First we need to create a fixed MIDI Loopback Port. See below for setup per platform…

TWEAKER MIDI In dropdown showing detected loopback ports

macOS

Uses Apple’s built-in IAC Driver. One-time setup at the OS level — any MIDI-aware app then sees the bus regardless of launch order.

One-time setup:

  1. Open Audio MIDI Setup (in /Applications/Utilities/, or via Spotlight).
  2. Menu: Window → Show MIDI Studio.
  3. Double-click the IAC Driver icon.
  4. Tick Device is online at the top.
  5. Under Ports, add a port named TWEAKER (use the + button if no ports are listed). Click Apply.
macOS Audio MIDI Setup — IAC Driver enabled with TWEAKER port added

Every session:

  • In your DAW: set the MIDI Hardware Output or track MIDI input to IAC Driver TWEAKER.
  • In TWEAKER: the MIDI In dropdown can stay on All MIDI Inputs (default) or be set explicitly to the IAC bus.

Troubleshooting:

  • IAC Driver icon missing from MIDI Studio: it’s built into macOS but may have been hidden. Try the View menu’s Show All toggle, the configuration dropdown (switch away from “Default” and back), or the + button to re-add it. Last resort: quit Audio MIDI Setup, run sudo killall coreaudiod in Terminal, then reopen Audio MIDI Setup.
  • IAC Driver shows red/disabled and won’t open: single-click to select it first, then click the ⓘ Info button in the MIDI Studio toolbar (or right-click the icon) and tick Device is online. Icon turns blue and double-click then opens properties.
  • Single-click still doesn’t select IAC Driver after enabling: quit Audio MIDI Setup and relaunch it — MIDI Studio sometimes needs a restart before the newly-enabled device responds.

Windows

Windows 11 build 24H2 or newer required — the new Windows MIDI Services aren’t available on Windows 10 or earlier Windows 11 builds.

One-time setup:

  1. Install Microsoft’s Windows MIDI Services SDK Runtime and Tools (~220 MB).

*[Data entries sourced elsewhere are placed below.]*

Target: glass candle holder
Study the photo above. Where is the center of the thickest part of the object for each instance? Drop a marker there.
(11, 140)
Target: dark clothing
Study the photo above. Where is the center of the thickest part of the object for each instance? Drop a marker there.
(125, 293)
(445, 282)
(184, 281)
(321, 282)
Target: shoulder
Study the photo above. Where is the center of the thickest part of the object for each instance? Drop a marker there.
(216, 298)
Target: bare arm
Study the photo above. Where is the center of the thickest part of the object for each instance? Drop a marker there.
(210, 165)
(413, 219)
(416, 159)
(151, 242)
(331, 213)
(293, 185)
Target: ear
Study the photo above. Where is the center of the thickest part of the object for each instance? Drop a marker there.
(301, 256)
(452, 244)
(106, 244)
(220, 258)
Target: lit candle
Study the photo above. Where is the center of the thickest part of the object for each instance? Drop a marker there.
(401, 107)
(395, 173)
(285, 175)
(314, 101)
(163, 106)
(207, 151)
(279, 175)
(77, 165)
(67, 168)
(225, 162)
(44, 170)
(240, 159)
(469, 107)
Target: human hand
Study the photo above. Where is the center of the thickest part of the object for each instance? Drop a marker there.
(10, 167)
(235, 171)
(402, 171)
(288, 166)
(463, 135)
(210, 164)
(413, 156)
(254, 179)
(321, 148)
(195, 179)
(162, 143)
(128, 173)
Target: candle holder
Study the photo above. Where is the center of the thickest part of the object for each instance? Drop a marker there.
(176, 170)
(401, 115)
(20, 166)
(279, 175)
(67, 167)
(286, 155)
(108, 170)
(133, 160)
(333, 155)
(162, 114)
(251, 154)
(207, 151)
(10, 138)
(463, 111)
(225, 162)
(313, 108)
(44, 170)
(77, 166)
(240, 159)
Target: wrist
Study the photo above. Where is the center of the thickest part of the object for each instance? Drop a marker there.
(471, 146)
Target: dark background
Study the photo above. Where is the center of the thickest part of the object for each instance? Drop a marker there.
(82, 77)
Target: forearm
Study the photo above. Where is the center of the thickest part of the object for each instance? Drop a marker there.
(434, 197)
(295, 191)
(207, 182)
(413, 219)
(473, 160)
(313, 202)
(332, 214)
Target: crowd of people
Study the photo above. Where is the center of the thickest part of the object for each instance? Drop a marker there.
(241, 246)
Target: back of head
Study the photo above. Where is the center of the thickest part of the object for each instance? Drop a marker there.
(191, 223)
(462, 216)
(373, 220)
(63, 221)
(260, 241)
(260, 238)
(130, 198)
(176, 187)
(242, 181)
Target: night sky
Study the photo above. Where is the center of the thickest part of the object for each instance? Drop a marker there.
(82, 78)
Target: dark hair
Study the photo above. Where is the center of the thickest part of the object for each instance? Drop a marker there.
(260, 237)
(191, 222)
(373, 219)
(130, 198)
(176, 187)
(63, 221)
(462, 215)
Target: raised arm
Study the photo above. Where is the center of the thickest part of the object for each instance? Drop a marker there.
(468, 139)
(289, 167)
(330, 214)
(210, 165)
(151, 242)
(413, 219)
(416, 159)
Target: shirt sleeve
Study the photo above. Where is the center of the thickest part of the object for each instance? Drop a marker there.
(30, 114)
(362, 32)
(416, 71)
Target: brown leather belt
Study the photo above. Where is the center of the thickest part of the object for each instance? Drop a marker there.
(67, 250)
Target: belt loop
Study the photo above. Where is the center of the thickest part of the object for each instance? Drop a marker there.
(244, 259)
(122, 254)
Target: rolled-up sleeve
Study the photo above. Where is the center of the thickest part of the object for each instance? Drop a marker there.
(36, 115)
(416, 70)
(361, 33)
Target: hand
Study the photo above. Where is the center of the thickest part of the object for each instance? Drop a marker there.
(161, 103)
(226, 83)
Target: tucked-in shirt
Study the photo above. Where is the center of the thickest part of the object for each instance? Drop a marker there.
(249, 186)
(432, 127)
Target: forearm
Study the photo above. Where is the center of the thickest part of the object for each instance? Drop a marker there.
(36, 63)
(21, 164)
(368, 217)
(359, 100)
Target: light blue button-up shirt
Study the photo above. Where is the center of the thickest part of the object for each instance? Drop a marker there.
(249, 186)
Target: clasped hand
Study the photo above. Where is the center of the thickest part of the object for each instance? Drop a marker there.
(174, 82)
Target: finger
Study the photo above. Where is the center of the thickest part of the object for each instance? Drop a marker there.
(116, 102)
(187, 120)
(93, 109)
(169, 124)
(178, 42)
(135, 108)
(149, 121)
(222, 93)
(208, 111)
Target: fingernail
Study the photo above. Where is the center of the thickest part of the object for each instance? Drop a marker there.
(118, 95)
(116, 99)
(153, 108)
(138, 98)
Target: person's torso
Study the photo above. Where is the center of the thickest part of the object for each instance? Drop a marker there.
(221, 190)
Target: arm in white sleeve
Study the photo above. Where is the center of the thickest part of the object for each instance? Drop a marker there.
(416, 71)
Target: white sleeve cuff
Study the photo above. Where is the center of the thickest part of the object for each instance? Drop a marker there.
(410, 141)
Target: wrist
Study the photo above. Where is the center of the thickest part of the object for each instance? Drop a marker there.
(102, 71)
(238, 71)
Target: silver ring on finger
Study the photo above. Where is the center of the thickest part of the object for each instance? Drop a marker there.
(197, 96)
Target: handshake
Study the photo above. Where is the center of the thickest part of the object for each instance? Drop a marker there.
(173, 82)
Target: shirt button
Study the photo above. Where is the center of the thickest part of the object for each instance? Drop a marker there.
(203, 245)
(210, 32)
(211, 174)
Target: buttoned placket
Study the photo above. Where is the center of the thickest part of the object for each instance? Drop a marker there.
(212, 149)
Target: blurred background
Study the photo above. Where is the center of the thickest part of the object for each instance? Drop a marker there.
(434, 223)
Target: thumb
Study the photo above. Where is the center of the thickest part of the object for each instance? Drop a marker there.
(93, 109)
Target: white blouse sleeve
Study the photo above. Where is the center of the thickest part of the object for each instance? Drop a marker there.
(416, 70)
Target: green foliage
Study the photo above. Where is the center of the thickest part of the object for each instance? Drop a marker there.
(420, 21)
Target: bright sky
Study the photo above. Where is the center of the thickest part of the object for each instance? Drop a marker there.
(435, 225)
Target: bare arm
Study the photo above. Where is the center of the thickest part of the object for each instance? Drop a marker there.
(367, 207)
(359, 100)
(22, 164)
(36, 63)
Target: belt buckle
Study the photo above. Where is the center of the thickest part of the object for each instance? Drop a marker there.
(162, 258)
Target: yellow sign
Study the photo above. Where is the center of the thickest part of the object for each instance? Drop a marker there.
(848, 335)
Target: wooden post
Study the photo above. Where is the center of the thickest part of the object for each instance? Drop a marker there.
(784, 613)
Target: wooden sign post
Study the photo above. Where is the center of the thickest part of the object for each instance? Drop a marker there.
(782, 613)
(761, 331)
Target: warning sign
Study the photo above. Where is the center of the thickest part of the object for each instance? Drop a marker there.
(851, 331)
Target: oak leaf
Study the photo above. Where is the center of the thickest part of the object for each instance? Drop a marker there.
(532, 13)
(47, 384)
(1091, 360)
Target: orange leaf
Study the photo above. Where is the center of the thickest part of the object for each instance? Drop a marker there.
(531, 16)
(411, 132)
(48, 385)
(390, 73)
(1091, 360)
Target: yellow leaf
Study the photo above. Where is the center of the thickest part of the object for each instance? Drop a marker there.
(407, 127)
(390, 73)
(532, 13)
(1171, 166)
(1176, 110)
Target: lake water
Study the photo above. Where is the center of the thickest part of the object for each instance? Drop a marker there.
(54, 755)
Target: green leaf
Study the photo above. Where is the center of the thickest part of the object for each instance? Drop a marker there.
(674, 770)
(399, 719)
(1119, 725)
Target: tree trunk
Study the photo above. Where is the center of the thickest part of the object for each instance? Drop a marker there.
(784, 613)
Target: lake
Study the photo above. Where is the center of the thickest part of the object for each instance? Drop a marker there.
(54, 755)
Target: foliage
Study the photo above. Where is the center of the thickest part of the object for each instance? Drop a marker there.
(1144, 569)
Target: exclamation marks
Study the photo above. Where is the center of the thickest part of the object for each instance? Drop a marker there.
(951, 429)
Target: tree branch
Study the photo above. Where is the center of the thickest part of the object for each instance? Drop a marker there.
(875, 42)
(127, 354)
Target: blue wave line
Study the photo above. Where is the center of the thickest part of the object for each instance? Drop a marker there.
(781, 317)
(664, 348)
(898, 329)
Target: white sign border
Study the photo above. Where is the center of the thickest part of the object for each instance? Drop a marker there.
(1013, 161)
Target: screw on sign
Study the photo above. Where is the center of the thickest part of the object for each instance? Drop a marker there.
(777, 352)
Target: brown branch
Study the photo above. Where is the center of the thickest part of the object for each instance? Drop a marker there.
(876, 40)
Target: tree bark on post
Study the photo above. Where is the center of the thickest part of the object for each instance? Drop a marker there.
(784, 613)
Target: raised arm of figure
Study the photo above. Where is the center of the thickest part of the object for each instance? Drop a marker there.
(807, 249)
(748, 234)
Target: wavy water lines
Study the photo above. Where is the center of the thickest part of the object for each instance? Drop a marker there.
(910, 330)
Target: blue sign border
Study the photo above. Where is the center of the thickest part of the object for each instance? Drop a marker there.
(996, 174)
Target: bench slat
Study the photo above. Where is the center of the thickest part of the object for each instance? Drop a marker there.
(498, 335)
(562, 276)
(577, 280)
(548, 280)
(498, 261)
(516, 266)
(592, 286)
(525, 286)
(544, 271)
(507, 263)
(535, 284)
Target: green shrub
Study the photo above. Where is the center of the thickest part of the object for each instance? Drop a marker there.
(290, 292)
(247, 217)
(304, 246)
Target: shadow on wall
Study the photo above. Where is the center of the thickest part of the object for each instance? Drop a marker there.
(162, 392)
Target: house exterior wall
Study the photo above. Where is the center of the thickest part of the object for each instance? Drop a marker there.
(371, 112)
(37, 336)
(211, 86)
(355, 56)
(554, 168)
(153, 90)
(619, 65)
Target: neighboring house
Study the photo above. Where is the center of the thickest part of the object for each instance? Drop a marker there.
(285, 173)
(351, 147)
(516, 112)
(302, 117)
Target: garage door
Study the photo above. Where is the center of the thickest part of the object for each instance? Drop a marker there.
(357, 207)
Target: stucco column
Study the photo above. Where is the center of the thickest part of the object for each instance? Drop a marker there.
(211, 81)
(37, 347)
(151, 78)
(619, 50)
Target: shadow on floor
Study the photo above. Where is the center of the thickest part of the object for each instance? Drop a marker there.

TWEAKER’s MIDI dropdown has a “How to use MIDI from a DAW…” entry with a Download Now button that takes you here.
  2. Launch the Windows MIDI and Musician Settings app from the Start menu.
  3. Click the blue Finish MIDI Setup button at the top; restart Windows if prompted.
  4. Click Set MIDI Service to auto-start at boot so the service is ready before basehead launches.
  5. (Optional) Under MIDI 2.0 Loopback Endpoints, click Create New Loopback Endpoint Pair and name them TWEAKER A / TWEAKER B. If you skip this, the built-in Default App Loopback (A)/(B) pair works just as well — TWEAKER shortens these to Def. Loopback (A)/(B) in its dropdown.
Windows MIDI and Musician Settings app — Finish MIDI Setup and Loopback Endpoint configuration

Every session:

  • In your DAW: set the MIDI hardware output to Default App Loopback (A) (or TWEAKER A if you made your own pair).
  • In TWEAKER: the MIDI In dropdown can stay on All MIDI Inputs (default), or be set explicitly to Def. Loopback (B) (or TWEAKER B).
  • The ● dot next to MIDI In: in the TWEAKER header blinks on each incoming MIDI message — quick way to confirm receive is alive.
DAW MIDI output set to Default App Loopback (A) routing into TWEAKER

Troubleshooting:

  • No loopback entries in TWEAKER’s dropdown: re-run “Finish MIDI Setup” in the Windows MIDI Settings app, and confirm a loopback pair exists under “MIDI 2.0 Loopback Endpoints”.
  • Entries show up but notes don’t arrive: in the MIDI Settings app, Active Sessions should list both basehead and your DAW as open clients of the loopback endpoints.
  • Worked, then stopped after relaunching the DAW: occasionally Windows MIDI Services keeps stale handles to changed endpoints. Quit and relaunch both the DAW and basehead.